И только я ничего серьезного не испытал. Я еще никому об этом не говорил, но я – девственник! Вот. При том, что меня всю жизнь называли красавчиком. Еще когда мама в коляске возила.
– Ах, какой ангелочек!
– Ванечка, не разменивай себя по мелочам, – говорила мама.

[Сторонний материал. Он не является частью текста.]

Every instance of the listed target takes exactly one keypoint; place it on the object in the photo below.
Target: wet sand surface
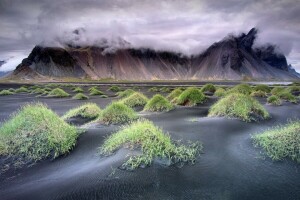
(229, 167)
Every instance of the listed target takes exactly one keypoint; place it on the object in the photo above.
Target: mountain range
(233, 58)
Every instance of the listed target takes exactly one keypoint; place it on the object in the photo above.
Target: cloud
(187, 26)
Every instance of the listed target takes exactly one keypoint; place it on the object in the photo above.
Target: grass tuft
(190, 97)
(281, 142)
(36, 132)
(135, 99)
(6, 92)
(153, 142)
(80, 96)
(87, 110)
(274, 100)
(117, 113)
(57, 92)
(158, 103)
(240, 106)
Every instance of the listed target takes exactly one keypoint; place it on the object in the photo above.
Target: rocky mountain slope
(233, 58)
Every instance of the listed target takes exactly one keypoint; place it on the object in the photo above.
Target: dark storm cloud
(185, 26)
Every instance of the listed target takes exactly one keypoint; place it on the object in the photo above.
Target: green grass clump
(126, 93)
(21, 90)
(220, 92)
(274, 100)
(57, 92)
(158, 103)
(165, 89)
(281, 142)
(190, 97)
(263, 88)
(80, 96)
(277, 90)
(95, 92)
(115, 88)
(6, 92)
(117, 113)
(136, 99)
(240, 106)
(241, 88)
(87, 110)
(208, 88)
(36, 132)
(174, 94)
(38, 91)
(153, 142)
(258, 93)
(287, 95)
(78, 90)
(153, 89)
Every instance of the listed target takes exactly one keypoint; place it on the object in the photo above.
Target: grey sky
(187, 26)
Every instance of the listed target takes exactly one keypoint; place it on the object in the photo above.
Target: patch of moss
(36, 132)
(135, 99)
(87, 110)
(220, 92)
(80, 96)
(208, 88)
(241, 88)
(239, 106)
(57, 92)
(153, 142)
(117, 113)
(281, 142)
(174, 94)
(78, 90)
(258, 93)
(263, 88)
(190, 97)
(274, 100)
(158, 103)
(115, 88)
(125, 93)
(22, 90)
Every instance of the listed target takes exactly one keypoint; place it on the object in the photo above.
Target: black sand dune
(229, 168)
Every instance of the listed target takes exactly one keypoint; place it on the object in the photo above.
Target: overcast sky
(186, 26)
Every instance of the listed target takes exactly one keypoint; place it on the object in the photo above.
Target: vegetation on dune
(277, 90)
(135, 99)
(274, 100)
(158, 103)
(241, 88)
(263, 88)
(190, 97)
(80, 96)
(78, 90)
(153, 89)
(115, 88)
(239, 106)
(87, 110)
(34, 133)
(153, 142)
(174, 94)
(21, 90)
(287, 95)
(126, 93)
(208, 88)
(6, 92)
(165, 89)
(281, 142)
(95, 92)
(220, 92)
(117, 113)
(258, 93)
(57, 92)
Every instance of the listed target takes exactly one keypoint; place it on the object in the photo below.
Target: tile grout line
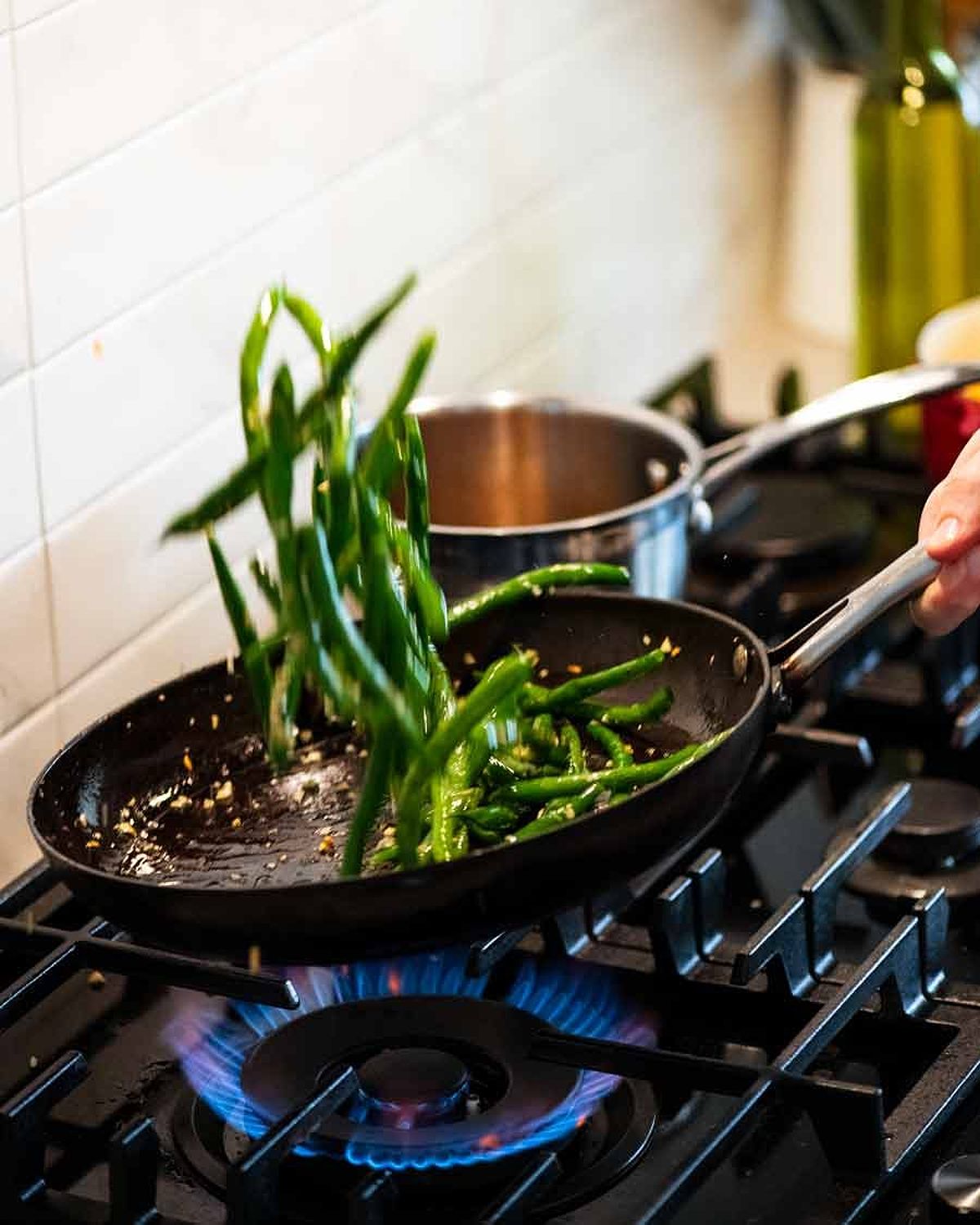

Мелочи, я так понимаю, это ее ровесницы, которые называли меня ангелочком. А что же мне делать, мама? Работать там, куда ты меня устроила? И где мне не нравится? Встречаться с теми, на ком я счастливо женился бы тебе на радость? Потому что это вписывается в твои правила. Соответствует нормам твоей морали. Что ж ты мне врала-то? «Я даю уроки сольфеджио»!
Эх, мама, мама! Я никчемный человек. Я ничего не умею. Ни на что не способен. Ни к чему не пригоден. Пристрелите меня, пожалуйста! Я – пустое место.
И даже убили меня за компанию. В довесок ко всем остальным. На суде прокурор зачитывал мои эсэмэски, те самые, что я послал из заточения. И все смеялись. Весь зал. Как тогда, когда я говорил, что мой папа был летчиком-испытателем. А генерал, которого вызвали как свидетеля, вообще не пришел в суд. Он прислал справку о своей болезни.
Все же их посадили. Телятина и того, второго. Посредника. А моя мама сейчас растит внука. Он очень похож на меня, и назвали его в мою честь: Ванечкой. Мама, не повторяй прежних ошибок! Сделай ты из него человека! Пусть хоть он не говорит «мой папа был летчиком-испытателем и разбился, выполняя тренировочный полет».
Пусть скажет:
– Мой папаша был алкашом. Он нас бросил, сука такая.
И никто не будет смеяться.
– Прости, парень! Клянусь, ты мне симпатичен! Единственный, кого я убил с сожалением. Потому что не мог поступить иначе. Тебе потому и досталась легкая смерть, что ты мне симпатичен. Извини, я просто делал свою работу.
Когда-то я сам был такой. Ты не смотри на мой рост, в восемнадцать лет я был тощий, как глиста. Длинный, бледный и тощий. Меня даже в армию не хотели брать. Несоответствие, мол, роста и веса. Боялись, что я там загнусь. Были бы кости, а мясо нарастет. Так, кажется, говорится?